Roasted Shrimp With Feta

It happened again. I was watching an episode of Barefoot Contessa, oddly enough it was one I hadn’t seen before, and as usual, right away, I was compelled to make the thing that she had just made. She was preparing lunch for a friend. There was sauteed fennel and a splash of white wine and a little Pernod, diced tomatoes, shrimp, feta, and breadcrumbs. Things were sauteed on top of the stove for a few minutes, and then the dish went in the oven for just enough time for the shrimp to cook through and the breadcrumbs to brown. She brought it to the table in the pan straight from the oven. It was easy and fun. I had to do this. The recipe is on the Food Network site, and it’s also in her book Barefoot Contessa How Easy is That? In that same episode, she and her friend also made an incredible-looking salted caramel ice cream for dessert. I’m not sure why, but that recipe is nowhere to be found on the web site or in her book, or I would have made that too. [Update: Thanks to a commenter, the recipe was found. It's on the Barefoot Contessa site. Wish I would have thought to look there!] But, back to the shrimp. I made this for dinner the next night. The shrimp, fennel, and tomatoes were scooped onto plates and served with bread for dipping into the sauce exactly as Ina had served it. It was casual, great for summer, couldn't have been easier, and tasted like it should have involved much more effort than it actually did.
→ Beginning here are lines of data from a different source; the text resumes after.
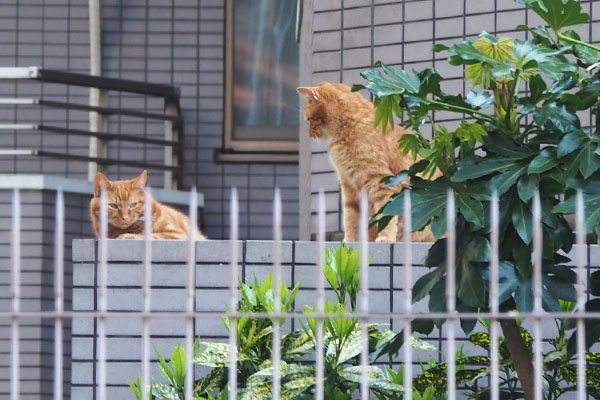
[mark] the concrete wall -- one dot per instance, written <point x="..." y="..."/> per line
<point x="180" y="42"/>
<point x="341" y="38"/>
<point x="168" y="271"/>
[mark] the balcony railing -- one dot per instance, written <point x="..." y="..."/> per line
<point x="97" y="157"/>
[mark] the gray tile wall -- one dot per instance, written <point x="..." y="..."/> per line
<point x="180" y="42"/>
<point x="168" y="272"/>
<point x="37" y="279"/>
<point x="348" y="36"/>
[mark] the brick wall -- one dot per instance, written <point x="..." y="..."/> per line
<point x="348" y="36"/>
<point x="168" y="293"/>
<point x="37" y="287"/>
<point x="180" y="42"/>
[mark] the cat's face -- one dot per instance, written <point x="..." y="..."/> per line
<point x="125" y="199"/>
<point x="322" y="106"/>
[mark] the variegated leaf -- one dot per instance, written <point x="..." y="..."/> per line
<point x="297" y="343"/>
<point x="353" y="374"/>
<point x="163" y="391"/>
<point x="259" y="392"/>
<point x="301" y="383"/>
<point x="351" y="347"/>
<point x="421" y="344"/>
<point x="214" y="354"/>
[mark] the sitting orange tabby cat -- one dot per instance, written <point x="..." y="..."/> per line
<point x="126" y="212"/>
<point x="361" y="154"/>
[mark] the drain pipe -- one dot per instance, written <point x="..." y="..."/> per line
<point x="98" y="122"/>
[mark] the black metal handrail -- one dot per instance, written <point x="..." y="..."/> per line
<point x="172" y="117"/>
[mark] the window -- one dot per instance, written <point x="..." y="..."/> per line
<point x="261" y="76"/>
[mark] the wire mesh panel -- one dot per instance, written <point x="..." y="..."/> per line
<point x="131" y="296"/>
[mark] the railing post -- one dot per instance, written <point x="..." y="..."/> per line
<point x="172" y="128"/>
<point x="98" y="122"/>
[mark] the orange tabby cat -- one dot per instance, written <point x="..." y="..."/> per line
<point x="126" y="212"/>
<point x="361" y="154"/>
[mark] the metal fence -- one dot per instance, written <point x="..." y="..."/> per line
<point x="407" y="315"/>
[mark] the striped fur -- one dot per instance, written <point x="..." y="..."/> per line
<point x="361" y="154"/>
<point x="126" y="212"/>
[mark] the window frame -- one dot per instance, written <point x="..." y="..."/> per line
<point x="230" y="144"/>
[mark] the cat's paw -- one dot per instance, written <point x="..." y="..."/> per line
<point x="130" y="236"/>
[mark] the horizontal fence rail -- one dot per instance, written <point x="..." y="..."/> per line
<point x="364" y="313"/>
<point x="97" y="158"/>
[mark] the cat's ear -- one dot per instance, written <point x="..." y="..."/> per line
<point x="308" y="92"/>
<point x="140" y="182"/>
<point x="100" y="181"/>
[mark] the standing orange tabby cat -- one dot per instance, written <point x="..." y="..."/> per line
<point x="361" y="154"/>
<point x="126" y="212"/>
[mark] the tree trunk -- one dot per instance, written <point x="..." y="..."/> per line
<point x="520" y="357"/>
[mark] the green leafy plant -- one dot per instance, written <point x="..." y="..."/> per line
<point x="342" y="345"/>
<point x="511" y="141"/>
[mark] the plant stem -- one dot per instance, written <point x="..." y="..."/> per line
<point x="575" y="41"/>
<point x="451" y="107"/>
<point x="511" y="99"/>
<point x="520" y="357"/>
This goes quickly, so you'll want to have all the ingredients prepped and ready. First, diced fennel was sauteed in olive oil, and then minced garlic was added. White wine was used to deglaze the pan, and then canned, diced tomato, tomato paste, and some oregano were added followed by just a tablespoon of Pernod. It really does add nice, anise flavor with just that small amount. This mixture was left to simmer for about fifteen minutes before the shelled and deveined shrimp were set on top. Crumbled feta was strewn about the pan, and then a mix of breadcrumbs, parsley, and lemon zest was sprinkled on top. The saute pan went into a 400 degree F oven for fifteen minutes, and then it was served with lemon wedges and bread.

I don't think I've ever made a Barefoot Contessa dish I didn't like. Sure, sometimes a disconcerting amount of butter is involved, but not in this case. Here, the shrimp and fennel were fresh and light with just a little richness from the feta. With some toasted sourdough bread on the side, this meal was as easy, fun, and casual as it looked like it would be.